Oui. Si on commence simplement : un personnage, 2–3 formats, un rythme réaliste. L’intérêt, c’est la capitalisation : plus vous avancez, plus le pipeline devient efficace.
Combien de temps faut-il pour lancer un influenceur virtuel ?
Pour un lancement maîtrisé :
POC (démonstrateur) : en général quelques semaines (direction + 1ers contenus)
Version “personnage complet” : plus long si univers, charte, formats multiples et déclinaisons campagne.
On cadre surtout selon vos objectifs et votre calendrier.
Combien ça coûte ?
Le budget varie selon : niveau de réalisme, nombre de contenus, formats (image/vidéo), usages (réseaux, site, événement), et gouvernance (validation, itérations).
On recommande souvent de démarrer par un POC cadré puis d’étendre.
Quels canaux peut-on utiliser ?
Réseaux (Instagram, TikTok, YouTube, LinkedIn selon la cible), site web, newsletters, écrans en point de vente, événements (présentiel/hybride), supports de médiation (collectivités/patrimoine).
Quels sont les avantages concrets pour une marque ?
Disponibilité, cohérence, contrôle de l’image, formats réutilisables, production plus agile (moins de logistique), et surtout : une différenciation qui dure au-delà d’une campagne.
Les influenceurs virtuels remplacent-ils les influenceurs humains ?
Non. Dans la plupart des stratégies, ils complètent : le virtuel porte le fil rouge (cohérence, régularité), et l’humain apporte ponctuellement spontanéité, crédibilité, collaborations et événements.
Faut-il dire que le personnage est virtuel / que le contenu est sponsorisé ?
Pour la transparence, c’est fortement recommandé et, en cas de contenu commercial, l’identification claire du caractère publicitaire est un point clé (ex. “publicité”, “collaboration commerciale”, ou mention équivalente + outils de la plateforme).

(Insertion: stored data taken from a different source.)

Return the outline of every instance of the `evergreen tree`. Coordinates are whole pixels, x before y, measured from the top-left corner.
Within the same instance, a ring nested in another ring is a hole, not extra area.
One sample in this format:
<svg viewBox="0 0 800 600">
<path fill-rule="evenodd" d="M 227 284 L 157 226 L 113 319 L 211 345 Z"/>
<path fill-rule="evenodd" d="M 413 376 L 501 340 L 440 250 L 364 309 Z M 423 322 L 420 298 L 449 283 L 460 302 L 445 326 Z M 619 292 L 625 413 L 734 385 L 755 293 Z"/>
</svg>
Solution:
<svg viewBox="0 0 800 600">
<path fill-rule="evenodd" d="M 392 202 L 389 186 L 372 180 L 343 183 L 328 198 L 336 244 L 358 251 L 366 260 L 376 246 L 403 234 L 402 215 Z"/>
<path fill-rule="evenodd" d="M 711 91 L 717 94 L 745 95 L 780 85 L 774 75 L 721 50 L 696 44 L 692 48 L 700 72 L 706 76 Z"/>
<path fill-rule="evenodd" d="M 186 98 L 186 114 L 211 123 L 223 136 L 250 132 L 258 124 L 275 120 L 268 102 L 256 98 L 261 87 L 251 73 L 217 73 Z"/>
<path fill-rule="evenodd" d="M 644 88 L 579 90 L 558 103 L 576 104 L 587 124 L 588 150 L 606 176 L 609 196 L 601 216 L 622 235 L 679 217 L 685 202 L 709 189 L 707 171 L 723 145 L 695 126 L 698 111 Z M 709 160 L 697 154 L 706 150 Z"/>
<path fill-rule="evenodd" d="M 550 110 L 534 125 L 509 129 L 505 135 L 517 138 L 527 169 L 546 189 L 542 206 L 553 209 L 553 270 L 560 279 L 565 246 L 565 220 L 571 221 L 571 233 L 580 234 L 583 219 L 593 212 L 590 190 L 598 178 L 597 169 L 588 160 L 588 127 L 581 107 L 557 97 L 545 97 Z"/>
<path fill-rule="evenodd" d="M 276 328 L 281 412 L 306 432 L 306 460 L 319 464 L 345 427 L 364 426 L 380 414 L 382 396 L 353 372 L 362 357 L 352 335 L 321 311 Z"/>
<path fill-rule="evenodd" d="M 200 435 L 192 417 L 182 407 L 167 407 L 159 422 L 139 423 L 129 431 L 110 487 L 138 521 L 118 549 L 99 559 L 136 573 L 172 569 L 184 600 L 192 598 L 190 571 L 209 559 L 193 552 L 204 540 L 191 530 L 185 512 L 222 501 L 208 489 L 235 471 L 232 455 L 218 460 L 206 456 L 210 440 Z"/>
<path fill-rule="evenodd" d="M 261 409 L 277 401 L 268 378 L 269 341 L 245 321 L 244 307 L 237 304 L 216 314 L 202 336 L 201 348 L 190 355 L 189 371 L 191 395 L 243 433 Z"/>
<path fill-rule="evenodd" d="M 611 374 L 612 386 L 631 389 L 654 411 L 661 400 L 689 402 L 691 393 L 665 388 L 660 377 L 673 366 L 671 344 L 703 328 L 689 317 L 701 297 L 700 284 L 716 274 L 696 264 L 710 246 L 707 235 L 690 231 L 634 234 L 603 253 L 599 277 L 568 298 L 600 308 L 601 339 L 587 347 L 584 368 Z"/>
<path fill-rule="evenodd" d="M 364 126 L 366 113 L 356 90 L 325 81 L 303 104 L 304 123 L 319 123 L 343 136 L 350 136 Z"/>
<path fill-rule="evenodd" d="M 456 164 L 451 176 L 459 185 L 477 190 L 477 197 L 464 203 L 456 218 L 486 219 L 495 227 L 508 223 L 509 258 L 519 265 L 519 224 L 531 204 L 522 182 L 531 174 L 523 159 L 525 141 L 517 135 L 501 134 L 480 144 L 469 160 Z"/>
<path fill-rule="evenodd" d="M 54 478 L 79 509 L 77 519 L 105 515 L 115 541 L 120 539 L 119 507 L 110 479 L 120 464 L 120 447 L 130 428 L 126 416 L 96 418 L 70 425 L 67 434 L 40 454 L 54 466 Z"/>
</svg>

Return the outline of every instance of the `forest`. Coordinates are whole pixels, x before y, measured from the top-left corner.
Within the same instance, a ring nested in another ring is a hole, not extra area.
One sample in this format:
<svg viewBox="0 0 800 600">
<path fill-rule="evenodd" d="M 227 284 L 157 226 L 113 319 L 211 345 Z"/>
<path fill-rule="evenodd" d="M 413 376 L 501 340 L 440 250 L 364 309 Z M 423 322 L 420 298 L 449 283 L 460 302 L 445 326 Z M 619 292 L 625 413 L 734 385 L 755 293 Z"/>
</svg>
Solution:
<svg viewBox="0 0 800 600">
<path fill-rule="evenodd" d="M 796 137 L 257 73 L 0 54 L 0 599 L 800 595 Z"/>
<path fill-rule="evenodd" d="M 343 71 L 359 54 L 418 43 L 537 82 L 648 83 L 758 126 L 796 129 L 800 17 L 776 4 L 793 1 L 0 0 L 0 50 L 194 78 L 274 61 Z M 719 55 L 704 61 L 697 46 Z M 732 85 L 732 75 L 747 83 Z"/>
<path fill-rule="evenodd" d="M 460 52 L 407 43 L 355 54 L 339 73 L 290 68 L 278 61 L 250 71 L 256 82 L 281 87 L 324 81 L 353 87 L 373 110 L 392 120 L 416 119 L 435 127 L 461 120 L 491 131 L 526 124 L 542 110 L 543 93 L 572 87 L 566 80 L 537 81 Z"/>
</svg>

On vous aide à cadrer ces mentions dans la charte et vos process.
Qui possède les droits sur le personnage ?
Cela dépend du contrat. En général, on définit clairement : propriété/cession des assets (modèle, textures, charte), droits d’exploitation (canaux, durée, territoires) et règles d’usage (modifications, co-créations, etc.). Objectif : que ce soit clair et exploitable pour vous.
Faut-il des ressources techniques en interne ?
Pas forcément. Vous pouvez rester “léger” : une personne référente pour valider la ligne éditoriale et les scripts. Le reste (design, production, déclinaisons, exports) peut être géré par nous.